The Forty-five guards were recruited by the Jean Louis de Nogaret de La Valette, Duke of Épernon to provide Henry III of France with trusted protection in the midst of the War of the Three Henrys (1587-1589).
The Forty-five were noblemen of lesser nobility (many from Gascony) with little more than a horse, a sword, and a few acres to live on. In the king’s service, they were paid a lavish wage (by their standards). In return, 15 of them were to be on duty, day or night, ready at the king’s call.
After the Catholic League revolt in Paris, King Henry III was forced to flee to Blois, there, he staged a coup, regaining control of the Estates-General by employing the Forty-five to kill Henry I, Duke of Guise when he came to meet the king at the Château de Blois on 23 December 1588, and his brother, Louis II, Cardinal of Guise, the following day.
After the king was assassinated by Jacques Clément, the crown of France passed to Henry IV of Navarre; the Forty-five also passed to him and served him faithfully until his death, which was also by assassination – ironically in a conspiracy in which Épernon may have been involved.
The exploits of Henry III and the Forty-five are the subject of The Forty-Five Guardsmen by Alexandre Dumas.
In Popular Culture
The Forty-Five Guardsmen (Les Quarante-cinq in French) is a historical novel by Alexandre Dumas, written between 1847 and 1848 in collaboration with Auguste Maquet. Set in 1585 and 1586 during the French Wars of Religion, it is the third and final work in his Valois trilogy, concluding the events of La Reine Margot and La Dame de Monsoreau, and again featuring Chicot the Jester.
It tells the story of Diane de Méridor’s quest for revenge upon Duc d’Anjou – for his betrayal of Bussy d’Amboise.
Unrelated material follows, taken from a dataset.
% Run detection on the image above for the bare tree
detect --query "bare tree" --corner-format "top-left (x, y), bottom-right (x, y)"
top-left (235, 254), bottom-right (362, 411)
The novel features Forty-five guards – lesser nobility recruited by the Jean Louis de Nogaret de La Valette, Duke of Épernon to provide Henry III of France with trusted protection in the midst of the War of the Three Henrys.
The story opens thirteen years after the Saint Bartholomew’s Day Massacre and ten years into the reign of Henry III as he tries to calm the religious and political intrigues dividing the kingdom. Dumas fictionalised the action, including Henry of Navarre’s capture of Cahors (which actually occurred in 1580) and the attack on Antwerp (re-dated by Dumas from 1583 to 1585 or 1586) and including William the Silent (who had actually been assassinated in 1584) and the Duke of Anjou (who historically died of TB in 1584 but who Dumas shows being encouraged to covet the crown of the Low Countries by William and fulfilling a prediction by Côme Ruggieri in La Reine Margot). He also makes count Henri du Bouchage’s retreat from the world to become a Capuchin friar a result of the coldness of Diane de Méridor, whereas historically he did so from grief for his wife’s death.